# Fridge Life



## base (Sep 19, 2010)

I have heard 2 different views about the best way to leave the fridge when we are not using the motorhome. 

1) keep the van connected to the mains ( I can easily do this) and leave the fridge switched on to a low setting. 

2) switch the fridge off and leave the door slightly open. 

Both were of the view that their advice would extend the life of the fridge. 

Does anyone have any idea which is correct?


----------



## clive1821 (Mar 27, 2010)

I would think option 2 is the better idea..... thats what I do :wink:


----------



## teemyob (Nov 22, 2005)

*2*

Has to be 2

Otherwise, wasting energy.

If not used for a long time. Place some silica gel bags near the controls area to absorb moisture.

Run the unit for a day or two just to make sure everything is okay from time-to-time.

TM


----------



## aldra (Jul 2, 2009)

I go for option 2 as well

Aldra


----------



## teensvan (May 9, 2005)

Hi.

We have fulltimed for over 5 years now so the fridge has had constant use. 90% hookup 10% gas. I do clean the gas jet and burner every 6 months so it lights up first time. So far we have not had any problems. So I have to go for No 1.

steve & ann. ------ teensvan


----------



## base (Sep 19, 2010)

Thank you all for your advice. 

I was told by someone at the alarm fitting company that fridges are more likely to break down due to under-use ( being left off when the motorhome or caravan was not being used) and he advised leaving the van connected to the mains and then leaving the fridge on low all the time the van is not being used, if possible. 

I started to do the above but have now left the fridge off. However, I would be interested to know whether anyone has had a fridge break down and whether this was put down to the fridge being left off when the van was not being used. 

Thanks,

Base


----------



## kandsservices (Sep 5, 2010)

The elements dont last for ever they have a life expectancy i always leave my fridge off and door slighty open.


----------



## Glandwr (Jun 12, 2006)

Door slightly open to prevent musty smells, Can't see what other good it would do.

Dick


----------



## loughrigg (Nov 10, 2008)

base said:


> However, I would be interested to know whether anyone has had a fridge break down and whether this was put down to the fridge being left off when the van was not being used.


Over the last couple of years (since purchase), I've gone for option 2. Before me "Bertie" only covered a touch over 1,000 miles in nearly two years (most of that time with a dealer as far as I can make out), so I suspect the fridge was switched off for most of that time.

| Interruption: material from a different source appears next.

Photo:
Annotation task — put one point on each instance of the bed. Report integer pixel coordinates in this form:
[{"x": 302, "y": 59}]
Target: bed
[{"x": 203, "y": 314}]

Whether or not that has led my fridge to its present fairly sorry state is anybody's guess. Its not broken down completely just yet (probably severely tempting fate as I'm off for a long weekend tomorrow), but it is now very unpredictable.

On hook-up, the temperature can vary from -2c up to +8c with little or no movement of the thermostat. Trying to keep anything chilled on 12v or gas is a waste of time and food.

According to a Dometic service agent, the cooler unit is failing - his advice....buy a new fridge (the dying one is a 9 year old 6 series Electrolux).

Mike


----------